E-NeRF: Neural Radiance Fields from a Moving Event Camera

TL;DR

E-NeRF introduces a novel method to estimate neural radiance fields from fast-moving event camera data, enabling high-quality scene reconstruction in challenging conditions like motion blur and high dynamic range.

Contribution

This work is the first to estimate NeRFs solely from event camera data, improving robustness to motion and lighting conditions compared to traditional frame-based methods.

Findings

Successfully reconstructs NeRFs from fast-moving event data.

Outperforms state-of-the-art methods in high-dynamic-range and motion blur scenarios.
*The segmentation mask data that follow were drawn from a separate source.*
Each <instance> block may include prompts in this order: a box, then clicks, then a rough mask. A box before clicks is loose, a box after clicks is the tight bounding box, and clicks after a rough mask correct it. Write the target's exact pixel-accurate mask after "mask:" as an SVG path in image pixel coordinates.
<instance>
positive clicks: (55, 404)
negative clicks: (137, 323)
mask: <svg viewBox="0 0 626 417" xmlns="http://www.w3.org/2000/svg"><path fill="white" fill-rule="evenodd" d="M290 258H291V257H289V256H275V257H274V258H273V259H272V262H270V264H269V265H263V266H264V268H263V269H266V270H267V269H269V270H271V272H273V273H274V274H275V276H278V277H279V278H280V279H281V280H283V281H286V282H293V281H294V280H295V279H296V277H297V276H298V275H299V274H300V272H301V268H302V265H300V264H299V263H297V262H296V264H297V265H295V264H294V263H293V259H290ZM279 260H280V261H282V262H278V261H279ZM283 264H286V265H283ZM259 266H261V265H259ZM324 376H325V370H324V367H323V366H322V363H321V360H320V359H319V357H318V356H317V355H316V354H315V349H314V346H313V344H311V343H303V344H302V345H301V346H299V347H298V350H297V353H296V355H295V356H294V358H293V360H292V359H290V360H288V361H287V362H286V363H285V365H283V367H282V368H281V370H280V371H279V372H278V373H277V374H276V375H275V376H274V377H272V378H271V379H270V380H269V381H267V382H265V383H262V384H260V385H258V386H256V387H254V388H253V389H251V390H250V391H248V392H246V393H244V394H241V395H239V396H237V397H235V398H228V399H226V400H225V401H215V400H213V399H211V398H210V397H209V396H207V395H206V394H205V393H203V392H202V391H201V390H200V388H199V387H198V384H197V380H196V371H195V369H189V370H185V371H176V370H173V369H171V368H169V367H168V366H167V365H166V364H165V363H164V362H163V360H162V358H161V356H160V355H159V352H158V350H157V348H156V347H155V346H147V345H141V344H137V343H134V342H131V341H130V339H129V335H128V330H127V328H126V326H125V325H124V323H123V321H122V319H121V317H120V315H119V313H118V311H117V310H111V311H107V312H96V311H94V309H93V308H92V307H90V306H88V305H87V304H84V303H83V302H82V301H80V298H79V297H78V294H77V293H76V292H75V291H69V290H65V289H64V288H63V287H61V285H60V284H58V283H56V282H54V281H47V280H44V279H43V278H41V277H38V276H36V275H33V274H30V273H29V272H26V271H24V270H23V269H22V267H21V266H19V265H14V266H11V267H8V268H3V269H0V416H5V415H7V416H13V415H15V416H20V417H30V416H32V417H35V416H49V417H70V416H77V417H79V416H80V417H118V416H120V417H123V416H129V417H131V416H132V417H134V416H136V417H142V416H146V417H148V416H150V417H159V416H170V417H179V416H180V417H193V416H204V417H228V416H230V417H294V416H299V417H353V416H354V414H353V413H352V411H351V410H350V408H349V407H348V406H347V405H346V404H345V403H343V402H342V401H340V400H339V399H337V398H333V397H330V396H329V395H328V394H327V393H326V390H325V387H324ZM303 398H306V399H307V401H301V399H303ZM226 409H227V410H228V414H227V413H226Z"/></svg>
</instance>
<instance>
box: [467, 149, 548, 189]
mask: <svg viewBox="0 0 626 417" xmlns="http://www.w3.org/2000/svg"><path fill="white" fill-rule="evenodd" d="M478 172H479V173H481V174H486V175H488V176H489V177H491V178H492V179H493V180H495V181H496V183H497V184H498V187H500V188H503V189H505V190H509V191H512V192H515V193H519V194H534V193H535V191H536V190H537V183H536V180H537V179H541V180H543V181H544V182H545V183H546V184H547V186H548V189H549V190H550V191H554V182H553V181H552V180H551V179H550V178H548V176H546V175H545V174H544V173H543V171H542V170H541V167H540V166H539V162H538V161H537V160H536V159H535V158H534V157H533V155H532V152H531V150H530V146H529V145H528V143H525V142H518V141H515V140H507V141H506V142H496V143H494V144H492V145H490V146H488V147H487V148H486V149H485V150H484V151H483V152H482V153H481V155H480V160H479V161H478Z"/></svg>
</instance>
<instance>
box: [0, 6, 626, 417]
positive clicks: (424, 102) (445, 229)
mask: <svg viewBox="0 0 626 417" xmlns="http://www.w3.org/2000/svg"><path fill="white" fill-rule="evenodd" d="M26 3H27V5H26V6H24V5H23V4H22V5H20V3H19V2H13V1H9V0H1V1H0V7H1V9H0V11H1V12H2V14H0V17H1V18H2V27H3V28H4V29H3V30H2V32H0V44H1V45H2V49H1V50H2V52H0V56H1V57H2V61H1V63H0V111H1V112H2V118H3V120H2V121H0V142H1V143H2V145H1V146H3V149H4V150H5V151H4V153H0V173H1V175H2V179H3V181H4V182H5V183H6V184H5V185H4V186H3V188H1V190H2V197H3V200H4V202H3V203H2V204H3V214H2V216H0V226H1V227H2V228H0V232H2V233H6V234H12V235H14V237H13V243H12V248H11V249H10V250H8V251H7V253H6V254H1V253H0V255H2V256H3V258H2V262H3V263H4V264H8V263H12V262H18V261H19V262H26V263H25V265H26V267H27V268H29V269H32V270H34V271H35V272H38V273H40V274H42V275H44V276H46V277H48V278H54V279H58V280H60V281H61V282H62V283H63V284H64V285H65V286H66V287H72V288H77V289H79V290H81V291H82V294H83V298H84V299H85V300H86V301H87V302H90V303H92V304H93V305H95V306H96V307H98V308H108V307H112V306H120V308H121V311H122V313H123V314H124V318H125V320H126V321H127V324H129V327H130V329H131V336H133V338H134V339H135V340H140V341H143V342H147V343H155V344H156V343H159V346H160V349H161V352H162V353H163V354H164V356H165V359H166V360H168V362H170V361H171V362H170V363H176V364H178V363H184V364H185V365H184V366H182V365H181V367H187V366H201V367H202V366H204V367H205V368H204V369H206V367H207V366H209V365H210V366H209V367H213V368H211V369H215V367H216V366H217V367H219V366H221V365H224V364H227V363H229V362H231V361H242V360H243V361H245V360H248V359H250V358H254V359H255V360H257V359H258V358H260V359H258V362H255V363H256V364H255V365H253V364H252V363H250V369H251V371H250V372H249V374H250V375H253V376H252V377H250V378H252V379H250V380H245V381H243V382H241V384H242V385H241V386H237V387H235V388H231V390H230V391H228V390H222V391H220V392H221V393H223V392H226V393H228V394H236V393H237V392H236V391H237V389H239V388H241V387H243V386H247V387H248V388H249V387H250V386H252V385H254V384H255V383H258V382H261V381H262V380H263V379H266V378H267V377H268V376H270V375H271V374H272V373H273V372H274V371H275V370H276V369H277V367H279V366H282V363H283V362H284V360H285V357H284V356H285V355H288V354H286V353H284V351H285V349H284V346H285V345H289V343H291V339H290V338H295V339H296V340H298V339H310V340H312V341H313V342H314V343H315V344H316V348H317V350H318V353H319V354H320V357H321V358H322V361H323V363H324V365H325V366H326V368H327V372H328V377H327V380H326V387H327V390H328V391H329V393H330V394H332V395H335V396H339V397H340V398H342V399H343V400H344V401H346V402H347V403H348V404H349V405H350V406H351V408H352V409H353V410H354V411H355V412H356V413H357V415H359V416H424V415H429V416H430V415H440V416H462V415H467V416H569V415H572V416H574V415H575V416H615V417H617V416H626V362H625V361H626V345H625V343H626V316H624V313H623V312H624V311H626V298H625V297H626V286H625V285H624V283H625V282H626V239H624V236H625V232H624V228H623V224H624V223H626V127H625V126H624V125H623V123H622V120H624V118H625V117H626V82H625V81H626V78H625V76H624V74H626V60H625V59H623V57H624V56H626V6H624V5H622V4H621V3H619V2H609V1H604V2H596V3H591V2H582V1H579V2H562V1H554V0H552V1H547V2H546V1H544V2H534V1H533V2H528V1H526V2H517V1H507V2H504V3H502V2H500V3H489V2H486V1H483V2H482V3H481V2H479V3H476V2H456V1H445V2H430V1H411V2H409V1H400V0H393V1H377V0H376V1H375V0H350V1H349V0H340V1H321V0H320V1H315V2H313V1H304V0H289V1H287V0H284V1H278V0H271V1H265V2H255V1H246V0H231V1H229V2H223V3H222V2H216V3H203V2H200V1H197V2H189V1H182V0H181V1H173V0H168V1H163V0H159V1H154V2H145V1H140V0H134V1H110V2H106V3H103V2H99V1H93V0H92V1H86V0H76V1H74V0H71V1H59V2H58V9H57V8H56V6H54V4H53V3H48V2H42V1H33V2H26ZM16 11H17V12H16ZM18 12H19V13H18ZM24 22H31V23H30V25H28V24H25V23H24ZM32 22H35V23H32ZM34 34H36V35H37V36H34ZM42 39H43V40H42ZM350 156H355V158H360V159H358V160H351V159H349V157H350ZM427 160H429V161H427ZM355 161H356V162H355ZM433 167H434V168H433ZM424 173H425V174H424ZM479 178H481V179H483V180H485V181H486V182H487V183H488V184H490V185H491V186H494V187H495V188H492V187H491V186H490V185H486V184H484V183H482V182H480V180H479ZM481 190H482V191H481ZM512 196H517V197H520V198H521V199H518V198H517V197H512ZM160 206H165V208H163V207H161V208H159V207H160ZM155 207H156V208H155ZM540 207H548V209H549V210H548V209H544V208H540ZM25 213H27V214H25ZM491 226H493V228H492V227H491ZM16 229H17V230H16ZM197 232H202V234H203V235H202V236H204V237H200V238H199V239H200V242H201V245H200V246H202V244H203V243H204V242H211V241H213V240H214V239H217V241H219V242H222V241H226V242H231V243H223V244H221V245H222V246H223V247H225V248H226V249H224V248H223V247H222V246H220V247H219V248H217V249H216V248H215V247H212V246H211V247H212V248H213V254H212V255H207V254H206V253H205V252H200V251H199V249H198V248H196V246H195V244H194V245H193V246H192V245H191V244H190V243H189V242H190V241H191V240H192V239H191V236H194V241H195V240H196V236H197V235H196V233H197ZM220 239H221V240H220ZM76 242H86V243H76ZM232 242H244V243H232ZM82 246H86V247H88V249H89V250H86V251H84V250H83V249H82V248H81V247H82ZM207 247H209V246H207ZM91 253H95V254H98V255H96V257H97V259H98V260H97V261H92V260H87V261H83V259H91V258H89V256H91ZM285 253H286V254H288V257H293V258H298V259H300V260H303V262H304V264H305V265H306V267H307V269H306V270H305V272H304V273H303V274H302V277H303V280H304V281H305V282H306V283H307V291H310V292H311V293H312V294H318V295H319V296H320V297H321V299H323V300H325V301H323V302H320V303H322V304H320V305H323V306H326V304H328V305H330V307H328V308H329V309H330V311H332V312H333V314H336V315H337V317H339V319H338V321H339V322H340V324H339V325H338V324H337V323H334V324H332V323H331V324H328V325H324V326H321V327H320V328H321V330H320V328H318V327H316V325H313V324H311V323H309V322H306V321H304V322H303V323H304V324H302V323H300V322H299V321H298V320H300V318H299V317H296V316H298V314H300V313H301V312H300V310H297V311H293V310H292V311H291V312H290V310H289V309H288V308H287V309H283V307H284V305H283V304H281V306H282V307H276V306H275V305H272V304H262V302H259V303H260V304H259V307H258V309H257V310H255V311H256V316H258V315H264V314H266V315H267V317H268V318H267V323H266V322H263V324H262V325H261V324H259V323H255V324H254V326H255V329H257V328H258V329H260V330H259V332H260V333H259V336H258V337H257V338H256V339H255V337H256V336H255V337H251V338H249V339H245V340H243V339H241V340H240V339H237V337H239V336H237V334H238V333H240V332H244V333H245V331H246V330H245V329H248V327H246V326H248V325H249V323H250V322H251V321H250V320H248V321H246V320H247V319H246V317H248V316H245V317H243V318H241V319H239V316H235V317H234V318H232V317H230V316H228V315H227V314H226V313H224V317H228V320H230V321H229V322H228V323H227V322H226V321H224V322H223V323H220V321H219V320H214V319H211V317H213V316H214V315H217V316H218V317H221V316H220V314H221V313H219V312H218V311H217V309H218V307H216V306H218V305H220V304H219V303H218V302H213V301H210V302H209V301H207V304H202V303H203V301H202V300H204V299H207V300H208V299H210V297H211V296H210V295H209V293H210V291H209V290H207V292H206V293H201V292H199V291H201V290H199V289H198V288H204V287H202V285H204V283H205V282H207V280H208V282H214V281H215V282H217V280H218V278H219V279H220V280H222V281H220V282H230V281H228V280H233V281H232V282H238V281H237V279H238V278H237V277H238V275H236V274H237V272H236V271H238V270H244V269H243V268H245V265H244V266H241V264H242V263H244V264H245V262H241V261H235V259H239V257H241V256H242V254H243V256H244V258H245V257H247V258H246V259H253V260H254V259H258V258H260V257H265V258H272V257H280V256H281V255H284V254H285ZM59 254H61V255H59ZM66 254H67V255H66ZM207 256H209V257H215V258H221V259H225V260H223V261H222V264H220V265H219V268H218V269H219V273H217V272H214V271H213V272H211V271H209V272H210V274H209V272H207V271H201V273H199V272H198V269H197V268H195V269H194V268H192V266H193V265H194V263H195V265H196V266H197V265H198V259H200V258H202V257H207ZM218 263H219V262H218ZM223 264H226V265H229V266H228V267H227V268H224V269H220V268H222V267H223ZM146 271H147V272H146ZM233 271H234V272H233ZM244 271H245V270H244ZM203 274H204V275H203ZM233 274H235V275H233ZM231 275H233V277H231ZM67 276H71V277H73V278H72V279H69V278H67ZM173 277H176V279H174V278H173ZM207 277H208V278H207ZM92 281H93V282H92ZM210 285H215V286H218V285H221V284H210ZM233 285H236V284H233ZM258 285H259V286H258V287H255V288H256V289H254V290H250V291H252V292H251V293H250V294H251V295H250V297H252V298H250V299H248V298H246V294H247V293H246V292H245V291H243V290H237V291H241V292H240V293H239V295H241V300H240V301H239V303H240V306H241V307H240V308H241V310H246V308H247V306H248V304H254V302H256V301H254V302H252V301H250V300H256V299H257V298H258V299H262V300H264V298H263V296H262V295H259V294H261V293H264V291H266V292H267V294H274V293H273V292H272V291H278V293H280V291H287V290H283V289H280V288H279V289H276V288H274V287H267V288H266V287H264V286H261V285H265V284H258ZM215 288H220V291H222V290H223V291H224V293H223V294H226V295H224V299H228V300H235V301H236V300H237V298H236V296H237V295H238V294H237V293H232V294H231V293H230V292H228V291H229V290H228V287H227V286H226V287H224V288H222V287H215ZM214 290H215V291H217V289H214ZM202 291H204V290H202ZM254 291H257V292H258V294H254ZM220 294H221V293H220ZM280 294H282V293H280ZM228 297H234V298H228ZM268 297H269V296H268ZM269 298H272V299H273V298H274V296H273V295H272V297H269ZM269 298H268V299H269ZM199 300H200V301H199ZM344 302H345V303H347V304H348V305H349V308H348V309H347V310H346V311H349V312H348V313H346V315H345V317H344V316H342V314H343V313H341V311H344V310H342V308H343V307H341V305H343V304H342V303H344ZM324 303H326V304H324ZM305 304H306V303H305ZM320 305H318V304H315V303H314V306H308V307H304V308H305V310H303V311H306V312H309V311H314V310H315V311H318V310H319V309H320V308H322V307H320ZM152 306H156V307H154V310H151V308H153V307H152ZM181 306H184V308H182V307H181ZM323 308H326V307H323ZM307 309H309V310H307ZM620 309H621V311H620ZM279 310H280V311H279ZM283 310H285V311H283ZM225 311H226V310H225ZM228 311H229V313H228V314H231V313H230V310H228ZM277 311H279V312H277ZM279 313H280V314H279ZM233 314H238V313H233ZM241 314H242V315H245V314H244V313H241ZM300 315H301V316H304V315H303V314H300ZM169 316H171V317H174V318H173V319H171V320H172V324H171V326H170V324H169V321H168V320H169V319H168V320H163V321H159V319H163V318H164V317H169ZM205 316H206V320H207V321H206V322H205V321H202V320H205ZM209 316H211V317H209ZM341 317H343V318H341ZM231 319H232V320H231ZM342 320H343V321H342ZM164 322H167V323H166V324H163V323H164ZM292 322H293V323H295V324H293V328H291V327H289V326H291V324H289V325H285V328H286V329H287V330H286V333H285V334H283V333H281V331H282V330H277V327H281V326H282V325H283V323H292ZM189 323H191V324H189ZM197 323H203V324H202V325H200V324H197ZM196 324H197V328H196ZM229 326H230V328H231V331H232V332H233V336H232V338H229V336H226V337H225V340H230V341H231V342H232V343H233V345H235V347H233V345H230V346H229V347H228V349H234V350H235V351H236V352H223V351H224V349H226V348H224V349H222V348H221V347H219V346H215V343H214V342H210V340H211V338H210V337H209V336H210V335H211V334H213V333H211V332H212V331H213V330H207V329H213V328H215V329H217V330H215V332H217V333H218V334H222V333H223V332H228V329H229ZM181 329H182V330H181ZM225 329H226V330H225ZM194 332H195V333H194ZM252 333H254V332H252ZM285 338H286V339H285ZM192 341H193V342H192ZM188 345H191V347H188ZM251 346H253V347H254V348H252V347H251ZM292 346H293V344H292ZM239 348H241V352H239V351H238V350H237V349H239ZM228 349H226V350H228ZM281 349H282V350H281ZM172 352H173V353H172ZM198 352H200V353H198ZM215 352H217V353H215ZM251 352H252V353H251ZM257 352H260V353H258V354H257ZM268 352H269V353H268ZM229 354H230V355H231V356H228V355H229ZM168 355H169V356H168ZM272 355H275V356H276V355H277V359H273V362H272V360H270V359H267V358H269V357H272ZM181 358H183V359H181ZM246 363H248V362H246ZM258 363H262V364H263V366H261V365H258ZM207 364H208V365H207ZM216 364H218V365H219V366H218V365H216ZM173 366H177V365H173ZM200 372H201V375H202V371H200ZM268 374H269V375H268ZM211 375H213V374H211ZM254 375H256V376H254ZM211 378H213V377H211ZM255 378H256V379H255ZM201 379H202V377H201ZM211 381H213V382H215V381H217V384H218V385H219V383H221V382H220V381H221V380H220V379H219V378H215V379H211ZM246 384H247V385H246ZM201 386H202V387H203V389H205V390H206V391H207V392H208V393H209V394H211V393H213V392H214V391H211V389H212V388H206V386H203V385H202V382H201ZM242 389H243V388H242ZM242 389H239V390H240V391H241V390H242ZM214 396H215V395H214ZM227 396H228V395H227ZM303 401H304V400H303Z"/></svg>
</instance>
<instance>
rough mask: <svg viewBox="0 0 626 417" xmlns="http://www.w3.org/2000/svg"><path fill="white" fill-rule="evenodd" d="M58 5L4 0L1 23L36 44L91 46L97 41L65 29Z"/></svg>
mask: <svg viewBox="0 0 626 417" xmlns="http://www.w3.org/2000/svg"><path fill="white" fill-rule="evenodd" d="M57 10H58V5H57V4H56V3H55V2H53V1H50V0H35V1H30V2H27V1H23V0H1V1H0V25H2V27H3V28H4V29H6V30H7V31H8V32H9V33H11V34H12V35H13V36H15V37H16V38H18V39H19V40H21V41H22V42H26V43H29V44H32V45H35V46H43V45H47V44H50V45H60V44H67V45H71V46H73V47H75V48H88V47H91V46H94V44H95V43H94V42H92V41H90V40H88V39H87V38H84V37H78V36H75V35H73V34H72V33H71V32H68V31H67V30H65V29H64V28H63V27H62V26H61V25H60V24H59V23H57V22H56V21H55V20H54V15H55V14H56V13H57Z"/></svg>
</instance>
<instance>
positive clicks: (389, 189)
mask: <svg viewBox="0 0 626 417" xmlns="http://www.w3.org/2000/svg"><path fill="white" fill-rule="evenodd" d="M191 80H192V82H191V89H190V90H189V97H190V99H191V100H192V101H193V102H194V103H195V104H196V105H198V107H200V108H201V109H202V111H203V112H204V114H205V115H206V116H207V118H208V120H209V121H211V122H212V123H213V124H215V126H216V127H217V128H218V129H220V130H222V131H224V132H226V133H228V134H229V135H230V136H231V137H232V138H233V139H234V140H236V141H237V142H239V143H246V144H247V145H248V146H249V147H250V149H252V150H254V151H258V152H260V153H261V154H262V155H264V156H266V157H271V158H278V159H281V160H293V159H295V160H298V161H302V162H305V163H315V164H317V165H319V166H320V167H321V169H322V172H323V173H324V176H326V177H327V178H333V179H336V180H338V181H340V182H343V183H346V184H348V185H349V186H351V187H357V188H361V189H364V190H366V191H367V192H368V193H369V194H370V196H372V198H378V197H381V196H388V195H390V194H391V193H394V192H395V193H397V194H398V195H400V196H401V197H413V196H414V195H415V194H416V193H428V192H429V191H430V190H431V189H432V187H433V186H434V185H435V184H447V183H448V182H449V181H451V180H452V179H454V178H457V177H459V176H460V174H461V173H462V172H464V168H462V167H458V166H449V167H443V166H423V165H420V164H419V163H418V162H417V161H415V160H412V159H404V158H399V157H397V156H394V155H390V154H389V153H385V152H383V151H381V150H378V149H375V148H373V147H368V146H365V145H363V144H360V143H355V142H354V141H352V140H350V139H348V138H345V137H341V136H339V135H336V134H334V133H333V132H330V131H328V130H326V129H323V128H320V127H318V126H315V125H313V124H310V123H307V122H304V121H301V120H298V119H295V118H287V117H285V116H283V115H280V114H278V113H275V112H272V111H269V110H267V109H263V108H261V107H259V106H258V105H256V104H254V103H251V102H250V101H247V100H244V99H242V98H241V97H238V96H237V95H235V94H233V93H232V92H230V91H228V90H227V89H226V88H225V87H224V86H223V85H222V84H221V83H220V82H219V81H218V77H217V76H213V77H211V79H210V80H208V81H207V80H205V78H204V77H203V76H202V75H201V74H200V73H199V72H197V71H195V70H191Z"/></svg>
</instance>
Combining events and frames enhances NeRF quality and robustness.

Abstract

Estimating neural radiance fields (NeRFs) from "ideal" images has been extensively studied in the computer vision community. Most approaches assume optimal illumination and slow camera motion. These assumptions are often violated in robotic applications, where images may contain motion blur, and the scene may not have suitable illumination. This can cause significant problems for downstream tasks such as navigation, inspection, or visualization of the scene. To alleviate these problems, we present E-NeRF, the first method which estimates a volumetric scene representation in the form of a NeRF from a fast-moving event camera. Our method can recover NeRFs during very fast motion and in high-dynamic-range conditions where frame-based approaches fail. We show that rendering high-quality frames is possible by only providing an event stream as input. Furthermore, by combining events and frames, we can estimate NeRFs of higher quality than state-of-the-art approaches under severe motion blur. We also show that combining events and frames can overcome failure cases of NeRF estimation in scenarios where only a few input views are available without requiring additional regularization.